Alerts keep you informed on the status of system and application metrics. Each alert has a set of user-defined trigger conditions pertaining to a particular metric (CPU, Disk, Network, Database, Web Server, etc.). When these trigger conditions occur, the alert state changes and a specified action takes place (such as sending a notification).
The alert state tells you the status of a system metric, relative to the trigger conditions defined for the alert. Smart Tools provides the following alert states:
- OK: Indicates that no trigger conditions for the alert currently exist.
- Problem: Indicates that the trigger conditions for the alert have been satisfied and your system might need attention.

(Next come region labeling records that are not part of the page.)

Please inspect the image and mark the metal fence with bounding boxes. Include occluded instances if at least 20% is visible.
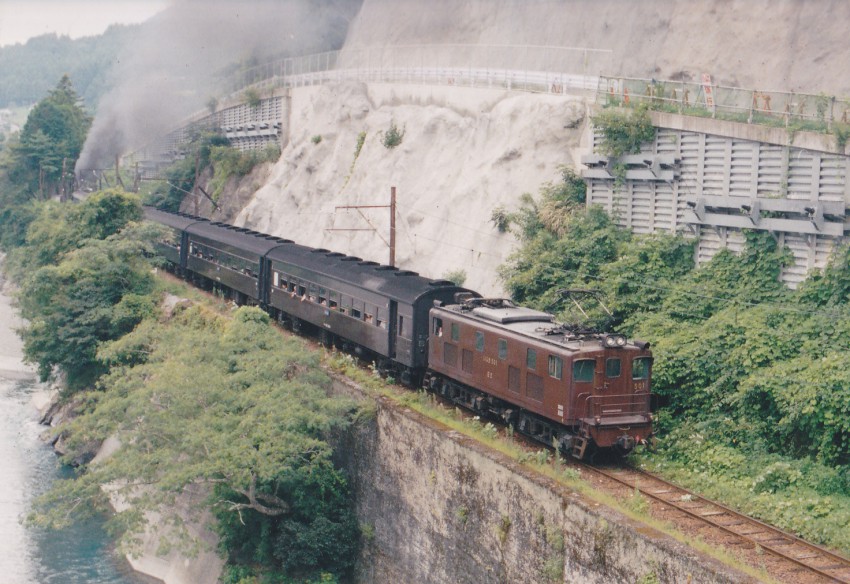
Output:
[220,44,850,132]
[596,76,850,132]
[222,45,612,93]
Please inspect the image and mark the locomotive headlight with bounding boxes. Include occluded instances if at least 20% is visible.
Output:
[602,335,626,348]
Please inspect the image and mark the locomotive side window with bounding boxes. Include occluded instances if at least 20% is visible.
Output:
[525,373,543,402]
[508,365,519,393]
[632,357,649,379]
[605,358,621,377]
[573,359,596,383]
[443,343,457,367]
[461,349,472,373]
[549,355,564,379]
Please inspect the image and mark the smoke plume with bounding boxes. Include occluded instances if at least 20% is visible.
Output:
[77,0,362,170]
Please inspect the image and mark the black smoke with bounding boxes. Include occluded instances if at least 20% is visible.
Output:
[77,0,362,170]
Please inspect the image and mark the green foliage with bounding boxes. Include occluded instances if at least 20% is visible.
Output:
[501,171,850,550]
[209,144,280,201]
[19,202,159,391]
[381,120,405,150]
[490,205,510,233]
[592,104,655,158]
[351,131,366,165]
[443,269,466,286]
[242,87,263,108]
[0,25,141,107]
[8,75,92,197]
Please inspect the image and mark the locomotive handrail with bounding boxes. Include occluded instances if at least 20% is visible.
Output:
[576,392,650,419]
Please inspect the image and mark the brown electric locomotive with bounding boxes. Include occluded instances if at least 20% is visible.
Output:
[426,297,652,458]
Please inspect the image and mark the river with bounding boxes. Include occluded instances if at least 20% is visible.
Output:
[0,257,152,584]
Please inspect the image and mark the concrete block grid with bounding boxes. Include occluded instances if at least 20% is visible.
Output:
[583,112,850,288]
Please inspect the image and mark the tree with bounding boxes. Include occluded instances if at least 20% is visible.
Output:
[10,75,92,197]
[33,306,357,573]
[19,218,160,393]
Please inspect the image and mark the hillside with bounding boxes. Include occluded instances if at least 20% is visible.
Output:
[224,83,586,293]
[346,0,850,96]
[212,0,850,294]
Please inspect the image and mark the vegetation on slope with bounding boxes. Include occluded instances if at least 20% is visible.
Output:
[0,83,360,582]
[494,173,850,552]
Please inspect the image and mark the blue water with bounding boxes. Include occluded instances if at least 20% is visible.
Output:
[0,378,158,584]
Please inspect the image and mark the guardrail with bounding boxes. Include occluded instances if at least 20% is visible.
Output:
[596,76,850,132]
[228,45,612,93]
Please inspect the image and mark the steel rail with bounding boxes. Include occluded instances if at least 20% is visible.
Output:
[576,462,850,583]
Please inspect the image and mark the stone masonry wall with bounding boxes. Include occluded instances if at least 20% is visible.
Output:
[330,381,748,584]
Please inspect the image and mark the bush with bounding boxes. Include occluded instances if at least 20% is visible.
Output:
[592,104,655,158]
[381,121,405,150]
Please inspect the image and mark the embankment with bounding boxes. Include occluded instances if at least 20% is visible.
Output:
[336,380,749,584]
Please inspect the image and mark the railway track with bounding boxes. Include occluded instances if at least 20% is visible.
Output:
[578,463,850,583]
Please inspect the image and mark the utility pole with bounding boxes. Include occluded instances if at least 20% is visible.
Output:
[325,187,396,267]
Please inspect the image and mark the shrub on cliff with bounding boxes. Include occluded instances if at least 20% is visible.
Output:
[33,306,358,577]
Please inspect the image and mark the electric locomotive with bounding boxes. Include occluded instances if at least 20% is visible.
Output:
[145,208,652,458]
[426,296,652,458]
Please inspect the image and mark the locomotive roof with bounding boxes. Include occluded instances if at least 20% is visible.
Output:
[441,298,634,351]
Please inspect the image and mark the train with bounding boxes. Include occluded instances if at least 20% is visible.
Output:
[145,207,653,459]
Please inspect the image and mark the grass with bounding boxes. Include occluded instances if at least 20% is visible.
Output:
[152,276,773,582]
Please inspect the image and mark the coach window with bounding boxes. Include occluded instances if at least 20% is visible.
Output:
[549,355,564,379]
[498,339,508,361]
[525,349,537,369]
[434,317,443,337]
[605,357,621,377]
[573,359,596,383]
[632,357,649,379]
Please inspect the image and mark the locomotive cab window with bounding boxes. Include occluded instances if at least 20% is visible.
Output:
[549,355,564,379]
[434,317,443,337]
[605,357,622,377]
[573,359,596,383]
[632,357,650,379]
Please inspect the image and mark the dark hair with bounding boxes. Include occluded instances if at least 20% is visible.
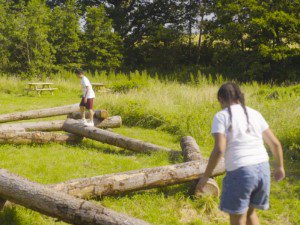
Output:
[218,82,250,132]
[75,69,83,75]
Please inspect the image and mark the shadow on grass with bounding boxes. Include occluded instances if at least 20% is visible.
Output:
[92,182,193,201]
[0,207,22,225]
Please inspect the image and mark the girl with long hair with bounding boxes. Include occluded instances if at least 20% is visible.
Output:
[198,82,285,225]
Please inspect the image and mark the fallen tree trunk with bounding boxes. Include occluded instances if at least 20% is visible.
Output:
[67,109,109,120]
[180,136,220,197]
[0,169,149,225]
[0,126,25,133]
[0,132,83,144]
[0,198,6,211]
[180,136,203,162]
[0,120,65,132]
[0,104,79,123]
[94,116,122,129]
[63,119,172,152]
[0,116,122,132]
[49,159,225,198]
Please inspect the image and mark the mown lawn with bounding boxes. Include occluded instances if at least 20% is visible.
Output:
[0,74,300,225]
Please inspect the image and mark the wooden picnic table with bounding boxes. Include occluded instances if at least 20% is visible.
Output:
[27,82,57,95]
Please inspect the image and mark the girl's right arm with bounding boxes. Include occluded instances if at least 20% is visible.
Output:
[263,129,285,181]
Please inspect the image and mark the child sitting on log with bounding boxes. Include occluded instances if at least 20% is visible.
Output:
[198,82,285,225]
[76,69,95,126]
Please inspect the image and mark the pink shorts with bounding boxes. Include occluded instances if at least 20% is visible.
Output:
[79,98,94,109]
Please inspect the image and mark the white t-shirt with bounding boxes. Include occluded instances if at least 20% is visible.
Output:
[212,104,269,171]
[81,76,95,98]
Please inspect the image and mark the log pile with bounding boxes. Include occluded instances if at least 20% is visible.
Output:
[0,104,225,225]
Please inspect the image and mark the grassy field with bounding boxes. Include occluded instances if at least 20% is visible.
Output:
[0,73,300,225]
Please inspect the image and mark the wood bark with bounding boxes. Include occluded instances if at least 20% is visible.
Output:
[0,198,6,211]
[0,104,79,123]
[180,136,203,162]
[0,116,122,132]
[63,119,172,152]
[180,136,220,197]
[50,159,225,198]
[0,169,149,225]
[0,131,83,144]
[94,116,122,129]
[67,109,109,120]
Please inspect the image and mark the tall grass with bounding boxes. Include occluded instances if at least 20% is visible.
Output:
[0,72,300,225]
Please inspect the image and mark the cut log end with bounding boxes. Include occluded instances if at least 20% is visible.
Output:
[194,178,220,198]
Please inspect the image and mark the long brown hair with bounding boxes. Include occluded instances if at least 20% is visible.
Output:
[218,82,250,132]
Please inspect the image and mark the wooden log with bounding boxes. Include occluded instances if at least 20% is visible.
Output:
[180,136,203,162]
[180,136,220,197]
[0,116,122,132]
[50,159,225,198]
[0,169,149,225]
[0,131,83,144]
[0,198,6,211]
[94,116,122,129]
[0,104,79,123]
[67,109,109,120]
[63,119,172,152]
[0,120,65,132]
[0,126,25,133]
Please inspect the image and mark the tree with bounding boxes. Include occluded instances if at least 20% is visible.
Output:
[7,0,53,76]
[48,0,82,69]
[0,0,11,71]
[209,0,300,81]
[83,5,122,71]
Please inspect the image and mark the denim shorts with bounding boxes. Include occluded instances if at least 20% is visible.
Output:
[219,162,270,214]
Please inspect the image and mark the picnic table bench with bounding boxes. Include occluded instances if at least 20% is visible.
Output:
[27,82,57,95]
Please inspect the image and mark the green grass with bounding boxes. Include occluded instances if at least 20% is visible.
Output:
[0,73,300,225]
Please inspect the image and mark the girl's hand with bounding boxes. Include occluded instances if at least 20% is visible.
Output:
[274,167,285,181]
[196,177,209,192]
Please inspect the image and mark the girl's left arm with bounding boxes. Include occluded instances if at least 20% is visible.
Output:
[197,133,226,191]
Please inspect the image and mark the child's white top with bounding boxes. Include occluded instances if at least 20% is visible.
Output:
[212,104,269,171]
[81,76,95,98]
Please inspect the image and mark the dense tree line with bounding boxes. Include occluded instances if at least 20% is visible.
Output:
[0,0,300,81]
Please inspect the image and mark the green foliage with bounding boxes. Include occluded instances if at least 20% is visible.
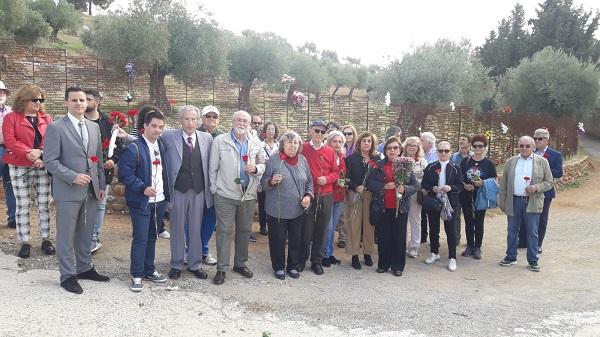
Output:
[500,47,600,117]
[30,0,82,41]
[0,0,50,44]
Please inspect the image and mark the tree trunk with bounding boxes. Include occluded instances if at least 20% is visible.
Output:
[238,83,252,114]
[148,64,171,113]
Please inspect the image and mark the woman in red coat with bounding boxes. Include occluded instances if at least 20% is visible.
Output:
[2,84,55,259]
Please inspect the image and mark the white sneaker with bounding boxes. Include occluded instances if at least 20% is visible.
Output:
[448,259,456,271]
[407,248,419,258]
[425,253,440,264]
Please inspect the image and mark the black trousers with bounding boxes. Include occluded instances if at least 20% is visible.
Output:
[427,206,458,259]
[377,208,408,271]
[267,214,305,271]
[257,192,268,228]
[300,194,333,266]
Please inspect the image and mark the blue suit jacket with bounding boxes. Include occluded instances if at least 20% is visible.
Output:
[117,137,169,209]
[544,146,563,199]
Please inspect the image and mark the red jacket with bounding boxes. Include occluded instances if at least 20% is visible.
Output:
[2,111,52,167]
[302,142,340,196]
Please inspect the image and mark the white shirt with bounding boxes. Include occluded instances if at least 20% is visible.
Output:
[438,160,450,187]
[142,135,164,202]
[513,153,533,197]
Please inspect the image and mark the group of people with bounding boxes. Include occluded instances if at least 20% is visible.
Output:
[0,81,562,293]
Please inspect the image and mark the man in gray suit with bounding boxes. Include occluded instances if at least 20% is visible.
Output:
[44,86,109,294]
[161,105,213,279]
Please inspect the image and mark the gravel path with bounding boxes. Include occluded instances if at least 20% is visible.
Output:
[0,137,600,337]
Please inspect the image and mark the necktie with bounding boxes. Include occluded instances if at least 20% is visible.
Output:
[188,137,194,152]
[79,121,88,151]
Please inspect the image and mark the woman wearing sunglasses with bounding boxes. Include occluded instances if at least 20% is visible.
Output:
[460,135,497,260]
[421,141,463,271]
[2,84,55,259]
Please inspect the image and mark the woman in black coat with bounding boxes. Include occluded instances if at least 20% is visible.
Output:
[421,141,463,271]
[366,137,418,276]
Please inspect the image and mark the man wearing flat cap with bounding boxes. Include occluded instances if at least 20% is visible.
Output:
[519,128,563,254]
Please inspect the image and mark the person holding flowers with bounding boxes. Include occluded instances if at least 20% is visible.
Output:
[498,136,554,272]
[209,110,265,285]
[457,135,497,260]
[117,109,170,292]
[344,132,379,269]
[366,137,418,276]
[261,131,314,280]
[421,141,463,271]
[402,136,427,258]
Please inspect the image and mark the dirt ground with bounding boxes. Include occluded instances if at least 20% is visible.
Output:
[0,138,600,336]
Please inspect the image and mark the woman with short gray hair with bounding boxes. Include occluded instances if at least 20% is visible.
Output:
[261,131,314,280]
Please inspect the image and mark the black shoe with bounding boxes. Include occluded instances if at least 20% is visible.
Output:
[310,263,324,275]
[365,254,373,267]
[352,255,362,270]
[60,276,83,294]
[17,243,31,259]
[329,255,342,264]
[42,240,56,255]
[213,271,225,285]
[77,267,110,282]
[188,268,208,280]
[233,266,254,278]
[169,268,181,280]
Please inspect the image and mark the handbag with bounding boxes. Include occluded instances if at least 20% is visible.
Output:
[422,195,444,212]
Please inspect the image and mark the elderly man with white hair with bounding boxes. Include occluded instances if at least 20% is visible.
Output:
[161,105,213,279]
[209,110,265,285]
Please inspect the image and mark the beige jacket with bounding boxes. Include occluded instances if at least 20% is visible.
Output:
[209,132,266,201]
[498,154,554,216]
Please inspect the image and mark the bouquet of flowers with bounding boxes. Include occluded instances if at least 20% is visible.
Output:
[392,157,415,217]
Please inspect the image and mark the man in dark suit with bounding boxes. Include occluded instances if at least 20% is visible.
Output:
[44,86,109,294]
[161,105,213,279]
[117,108,170,292]
[519,128,563,254]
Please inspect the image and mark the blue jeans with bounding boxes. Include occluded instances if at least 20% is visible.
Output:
[129,200,167,277]
[0,147,17,222]
[323,201,344,258]
[506,196,540,263]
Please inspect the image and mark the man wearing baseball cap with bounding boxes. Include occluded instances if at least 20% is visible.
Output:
[0,81,17,228]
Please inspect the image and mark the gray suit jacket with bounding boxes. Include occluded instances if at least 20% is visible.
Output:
[44,116,106,201]
[160,129,213,207]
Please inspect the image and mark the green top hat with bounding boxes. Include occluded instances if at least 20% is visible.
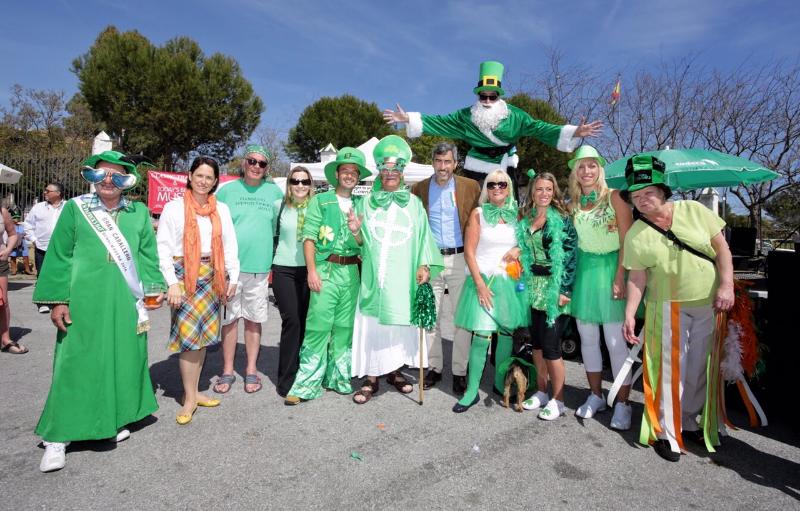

- Unknown: Indicates that there is insufficient data to determine if the specified conditions of the alert have been satisfied.
You can choose to send alert notifications to selected recipients through email, SMS, and/or Web Hook. You can also use web hooks to setup notifications through API call.
Under If the above triggers happen, take the following actions select Notify.
Then choose a notification delivery method, as follows:
- Email: If you wish to send notifications through email, choose "Email" from the dropdown, then select your email recipients from the list. To add or remove email recipients available for alert notifications, see Mass Edits.
- SMS: If you wish to send notifications through SMS, choose "SMS" from the dropdown, then select the SMS recipients from the list. You can add recipient phone numbers directly in the UI.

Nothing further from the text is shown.